Kobe Bryant has been the only consistent form of true offense the Lakers have seen all season, and over the course of his career, the Kloser has developed a reputation for his master-of-all-trades style of play, dishing when he needs to, shooting when he needs to, and coming up clutch in the nick of time. But any time the Lakers have had to rely on a one-man-show, it’s never resulted in a championship. Not with Bryant. The Lakers are always most successful when Kobe has somebody to play off of. But the Shaq days are long gone, and over the years, we’ve seen many a center pass through the paint, and with what? Not much. Other bigs such as Pau Gasol and Metta World Peace have been effective but in the most ephemeral of ways. We had hopes with Howard, and maybe he’s finally waking up and growing into his role, but we’re not going to see the fruits of those labors before the fall. We’ve been underwhelmed this season. I want so badly to say, “In Nash we trust,” but right now it would be a lie. And the other supporting roles on the team are hardly doing what their names once implied.

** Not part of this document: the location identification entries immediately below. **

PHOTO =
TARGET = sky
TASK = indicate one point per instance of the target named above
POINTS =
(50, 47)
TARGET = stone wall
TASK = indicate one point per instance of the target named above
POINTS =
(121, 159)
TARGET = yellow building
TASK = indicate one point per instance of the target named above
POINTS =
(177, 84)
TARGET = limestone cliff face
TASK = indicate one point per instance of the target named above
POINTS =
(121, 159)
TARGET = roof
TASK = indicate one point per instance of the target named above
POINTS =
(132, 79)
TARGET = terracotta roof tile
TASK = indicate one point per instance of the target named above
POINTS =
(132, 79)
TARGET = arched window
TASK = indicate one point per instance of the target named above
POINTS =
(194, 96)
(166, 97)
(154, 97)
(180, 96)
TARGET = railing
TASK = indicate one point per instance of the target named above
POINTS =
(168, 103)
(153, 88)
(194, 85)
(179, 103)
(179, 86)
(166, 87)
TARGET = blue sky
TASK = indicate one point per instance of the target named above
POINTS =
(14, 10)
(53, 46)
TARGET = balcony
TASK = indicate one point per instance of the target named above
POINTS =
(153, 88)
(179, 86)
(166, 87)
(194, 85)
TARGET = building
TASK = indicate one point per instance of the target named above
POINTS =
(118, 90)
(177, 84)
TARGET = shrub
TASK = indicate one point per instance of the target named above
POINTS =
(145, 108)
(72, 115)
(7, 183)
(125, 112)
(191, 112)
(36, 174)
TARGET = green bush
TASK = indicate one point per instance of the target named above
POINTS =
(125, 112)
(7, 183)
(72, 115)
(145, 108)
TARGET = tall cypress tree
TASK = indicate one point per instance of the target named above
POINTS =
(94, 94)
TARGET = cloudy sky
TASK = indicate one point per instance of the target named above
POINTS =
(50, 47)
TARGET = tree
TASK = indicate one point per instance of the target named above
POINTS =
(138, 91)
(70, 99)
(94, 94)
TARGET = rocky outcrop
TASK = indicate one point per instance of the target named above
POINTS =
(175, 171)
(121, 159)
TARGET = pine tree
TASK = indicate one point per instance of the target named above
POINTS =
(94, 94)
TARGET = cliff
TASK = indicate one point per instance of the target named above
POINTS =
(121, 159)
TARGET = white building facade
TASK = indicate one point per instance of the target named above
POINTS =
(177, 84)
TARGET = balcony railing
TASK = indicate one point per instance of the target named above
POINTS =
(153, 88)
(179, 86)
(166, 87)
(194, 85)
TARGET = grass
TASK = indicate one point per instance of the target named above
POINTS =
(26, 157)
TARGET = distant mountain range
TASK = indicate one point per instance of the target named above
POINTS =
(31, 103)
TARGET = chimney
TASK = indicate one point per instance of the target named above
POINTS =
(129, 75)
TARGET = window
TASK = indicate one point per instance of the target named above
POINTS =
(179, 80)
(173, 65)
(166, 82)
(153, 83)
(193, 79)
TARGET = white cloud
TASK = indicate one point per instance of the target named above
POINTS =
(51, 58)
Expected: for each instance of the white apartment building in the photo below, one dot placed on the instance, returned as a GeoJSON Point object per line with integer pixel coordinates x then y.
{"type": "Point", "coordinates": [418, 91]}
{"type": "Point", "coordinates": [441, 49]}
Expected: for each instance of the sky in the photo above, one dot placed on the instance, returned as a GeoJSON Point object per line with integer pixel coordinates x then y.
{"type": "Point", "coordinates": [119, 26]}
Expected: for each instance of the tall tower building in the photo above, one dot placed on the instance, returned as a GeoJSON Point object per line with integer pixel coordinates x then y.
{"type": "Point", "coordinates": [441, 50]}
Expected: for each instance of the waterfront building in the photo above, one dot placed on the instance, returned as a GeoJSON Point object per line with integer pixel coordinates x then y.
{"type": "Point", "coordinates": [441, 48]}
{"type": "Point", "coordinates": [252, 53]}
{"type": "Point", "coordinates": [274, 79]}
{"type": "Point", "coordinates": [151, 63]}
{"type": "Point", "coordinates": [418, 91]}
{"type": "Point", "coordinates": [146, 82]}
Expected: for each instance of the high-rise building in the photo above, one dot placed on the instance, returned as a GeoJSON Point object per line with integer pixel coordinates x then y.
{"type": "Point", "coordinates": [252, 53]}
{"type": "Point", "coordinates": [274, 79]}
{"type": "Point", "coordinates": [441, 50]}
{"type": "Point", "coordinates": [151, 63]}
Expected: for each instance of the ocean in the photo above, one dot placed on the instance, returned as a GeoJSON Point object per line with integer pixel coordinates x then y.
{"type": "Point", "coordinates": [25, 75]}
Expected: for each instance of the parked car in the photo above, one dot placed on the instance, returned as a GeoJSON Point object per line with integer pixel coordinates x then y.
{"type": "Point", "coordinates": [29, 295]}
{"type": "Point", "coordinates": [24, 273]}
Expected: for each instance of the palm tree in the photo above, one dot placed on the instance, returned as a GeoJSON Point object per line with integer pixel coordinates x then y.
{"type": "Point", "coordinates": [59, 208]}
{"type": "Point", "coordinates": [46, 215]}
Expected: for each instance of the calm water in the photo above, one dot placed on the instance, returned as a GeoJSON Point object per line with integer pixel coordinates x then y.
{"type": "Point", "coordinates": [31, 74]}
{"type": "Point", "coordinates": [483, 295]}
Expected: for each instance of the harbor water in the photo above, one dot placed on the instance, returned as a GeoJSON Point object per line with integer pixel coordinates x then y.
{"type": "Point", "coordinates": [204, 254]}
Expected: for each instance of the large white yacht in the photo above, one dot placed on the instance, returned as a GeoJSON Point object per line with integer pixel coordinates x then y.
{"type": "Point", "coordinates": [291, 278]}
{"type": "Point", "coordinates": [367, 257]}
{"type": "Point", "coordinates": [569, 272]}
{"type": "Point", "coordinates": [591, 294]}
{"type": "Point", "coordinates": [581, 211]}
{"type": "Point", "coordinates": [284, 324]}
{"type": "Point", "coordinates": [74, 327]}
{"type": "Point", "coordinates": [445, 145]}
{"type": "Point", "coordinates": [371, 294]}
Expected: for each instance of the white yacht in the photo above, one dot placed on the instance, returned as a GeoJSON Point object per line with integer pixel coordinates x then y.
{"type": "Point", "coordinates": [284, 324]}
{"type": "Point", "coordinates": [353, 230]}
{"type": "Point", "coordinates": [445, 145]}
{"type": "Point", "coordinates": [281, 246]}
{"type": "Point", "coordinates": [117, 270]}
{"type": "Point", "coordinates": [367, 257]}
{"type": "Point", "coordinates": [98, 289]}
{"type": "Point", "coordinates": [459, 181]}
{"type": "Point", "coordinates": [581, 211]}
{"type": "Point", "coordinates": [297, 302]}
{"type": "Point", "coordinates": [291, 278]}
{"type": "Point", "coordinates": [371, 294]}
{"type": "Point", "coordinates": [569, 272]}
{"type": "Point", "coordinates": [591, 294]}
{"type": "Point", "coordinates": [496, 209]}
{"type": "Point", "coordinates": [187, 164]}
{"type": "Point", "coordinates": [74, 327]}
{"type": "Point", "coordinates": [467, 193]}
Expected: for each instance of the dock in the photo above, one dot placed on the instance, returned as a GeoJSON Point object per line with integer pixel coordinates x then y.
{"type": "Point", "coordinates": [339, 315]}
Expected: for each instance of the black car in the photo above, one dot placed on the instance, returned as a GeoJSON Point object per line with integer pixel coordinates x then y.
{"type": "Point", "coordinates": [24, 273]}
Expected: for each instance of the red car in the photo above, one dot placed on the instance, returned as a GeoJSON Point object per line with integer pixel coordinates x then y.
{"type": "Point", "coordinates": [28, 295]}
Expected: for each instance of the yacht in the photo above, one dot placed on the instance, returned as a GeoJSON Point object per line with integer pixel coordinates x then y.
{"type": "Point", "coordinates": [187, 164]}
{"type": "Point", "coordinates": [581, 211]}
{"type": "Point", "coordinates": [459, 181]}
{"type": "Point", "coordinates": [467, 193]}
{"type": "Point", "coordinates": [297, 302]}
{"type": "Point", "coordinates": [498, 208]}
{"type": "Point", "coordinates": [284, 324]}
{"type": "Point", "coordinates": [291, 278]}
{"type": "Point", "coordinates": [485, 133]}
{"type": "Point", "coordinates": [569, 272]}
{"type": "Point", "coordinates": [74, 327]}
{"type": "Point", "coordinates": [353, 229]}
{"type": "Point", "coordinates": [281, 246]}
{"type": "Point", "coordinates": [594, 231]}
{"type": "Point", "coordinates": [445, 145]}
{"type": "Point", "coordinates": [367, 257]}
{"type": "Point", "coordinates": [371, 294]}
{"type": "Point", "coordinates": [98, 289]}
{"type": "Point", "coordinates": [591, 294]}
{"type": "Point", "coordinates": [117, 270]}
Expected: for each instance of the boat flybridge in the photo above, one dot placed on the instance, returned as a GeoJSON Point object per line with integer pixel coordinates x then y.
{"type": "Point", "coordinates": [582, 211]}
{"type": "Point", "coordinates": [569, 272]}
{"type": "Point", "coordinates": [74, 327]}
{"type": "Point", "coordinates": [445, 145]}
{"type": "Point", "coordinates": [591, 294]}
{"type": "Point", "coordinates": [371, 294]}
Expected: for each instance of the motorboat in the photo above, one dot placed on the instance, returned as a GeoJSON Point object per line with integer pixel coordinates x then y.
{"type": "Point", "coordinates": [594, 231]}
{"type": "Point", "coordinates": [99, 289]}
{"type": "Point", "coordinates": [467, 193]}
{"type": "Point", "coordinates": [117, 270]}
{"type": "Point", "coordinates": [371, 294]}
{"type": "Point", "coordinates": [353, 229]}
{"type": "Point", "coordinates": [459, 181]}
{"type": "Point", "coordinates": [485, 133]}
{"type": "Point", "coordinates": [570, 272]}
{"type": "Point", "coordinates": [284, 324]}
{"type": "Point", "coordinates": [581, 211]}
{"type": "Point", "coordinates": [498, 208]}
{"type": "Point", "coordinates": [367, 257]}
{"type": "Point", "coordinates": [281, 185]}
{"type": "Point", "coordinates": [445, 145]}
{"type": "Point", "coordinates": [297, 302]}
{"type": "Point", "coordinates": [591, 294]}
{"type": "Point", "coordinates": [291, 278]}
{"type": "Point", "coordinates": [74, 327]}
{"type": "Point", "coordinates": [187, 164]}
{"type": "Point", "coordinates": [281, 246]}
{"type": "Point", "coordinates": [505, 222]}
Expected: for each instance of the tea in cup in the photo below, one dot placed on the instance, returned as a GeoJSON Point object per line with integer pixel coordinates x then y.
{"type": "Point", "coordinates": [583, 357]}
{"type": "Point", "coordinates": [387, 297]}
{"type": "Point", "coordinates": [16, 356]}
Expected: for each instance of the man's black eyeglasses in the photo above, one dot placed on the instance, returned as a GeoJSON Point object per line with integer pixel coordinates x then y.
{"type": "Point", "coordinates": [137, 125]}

Three wins are nice for now, I agree with that. But the Lakers will be defined by their upcoming seven-game onslaught. My advice to fans: don’t get your hopes up. As much as it pains me to say, Showtime isn’t coming back this season and Lob City, if you’re between ships, is the place to be. I’m happy to get proven wrong.
Next up: The Los Angeles Lakers take on the Phoenix Suns tonight at 7:30 p.m. PT.